Le sucre brésilien reste stable, tandis que l’éthanol recule avec le ralentissement de la récolte
Les prix du sucre cristallisé blanc sont restés globalement stables au Brésil, tandis que l’éthanol a de nouveau baissé. Selon Globo Rural, les pluies de mai et juin ont ralenti la récolte et le broyage de la canne, tout en favorisant le développement des cultures.
Les pluies ralentissent récolte et broyage
Les prix du sucre cristallisé blanc sont restés globalement stables au Brésil, tandis que l’éthanol a de nouveau reculé sur fond de ralentissement des opérations sucrières. Globo Rural rapporte que les pluies de mai et juin ont réduit le rythme de la récolte comme celui du broyage. Ces précipitations ont toutefois favorisé le développement des plantations, créant une situation contrastée pour les transformateurs et les acheteurs de matières premières.
Une récolte plus lente limite à court terme le volume de canne livré aux usines. Elle peut donc freiner la production immédiate de sucre et d’éthanol, même lorsque l’état des cultures encore sur pied s’améliore. Cette distinction est essentielle pour les négociants : la pluie peut soutenir les rendements plus tard dans la campagne tout en retardant aujourd’hui la disponibilité des produits transformés.
Peu de mouvement sur le sucre
Les cours du sucre cristallisé blanc sont décrits comme pratiquement stables. Cette réaction modérée laisse penser que le ralentissement du broyage n’avait pas provoqué de changement brutal sur le marché intérieur au moment de la publication.

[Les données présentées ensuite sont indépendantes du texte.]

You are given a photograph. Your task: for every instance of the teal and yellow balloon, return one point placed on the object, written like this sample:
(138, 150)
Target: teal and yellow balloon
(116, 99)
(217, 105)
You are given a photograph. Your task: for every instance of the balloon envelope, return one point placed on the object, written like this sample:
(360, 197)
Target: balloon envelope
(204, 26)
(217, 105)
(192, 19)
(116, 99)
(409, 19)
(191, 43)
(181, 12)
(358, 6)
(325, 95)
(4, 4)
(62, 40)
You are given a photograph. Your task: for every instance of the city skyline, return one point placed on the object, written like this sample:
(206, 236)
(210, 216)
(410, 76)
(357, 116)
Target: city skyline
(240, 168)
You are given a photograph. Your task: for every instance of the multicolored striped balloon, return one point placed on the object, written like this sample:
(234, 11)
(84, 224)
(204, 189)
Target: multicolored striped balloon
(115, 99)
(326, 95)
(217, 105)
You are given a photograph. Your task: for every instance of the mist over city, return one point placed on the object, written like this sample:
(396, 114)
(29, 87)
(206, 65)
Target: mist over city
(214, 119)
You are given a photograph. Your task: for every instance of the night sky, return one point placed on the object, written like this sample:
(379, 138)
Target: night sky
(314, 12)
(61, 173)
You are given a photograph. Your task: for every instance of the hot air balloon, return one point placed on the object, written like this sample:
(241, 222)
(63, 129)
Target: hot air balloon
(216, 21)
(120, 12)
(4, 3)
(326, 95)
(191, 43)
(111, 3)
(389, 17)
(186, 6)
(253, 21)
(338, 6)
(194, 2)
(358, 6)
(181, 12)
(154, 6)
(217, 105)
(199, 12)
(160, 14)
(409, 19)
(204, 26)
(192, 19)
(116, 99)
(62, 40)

Les éléments disponibles ne fournissent ni prix précis, ni volume de production, ni variation en pourcentage.
Pour les exportateurs brésiliens, la stabilité des cours intérieurs offre peu de signal immédiat malgré les perturbations des travaux agricoles. Les importateurs surveilleront si le retard de broyage ne fait que décaler les livraisons au sein de la campagne ou s’il réduit plus durablement la disponibilité. Compte tenu du rôle du Brésil dans le commerce mondial du sucre, un changement du calendrier de production peut modifier les programmes d’achat même si les cours restent stables.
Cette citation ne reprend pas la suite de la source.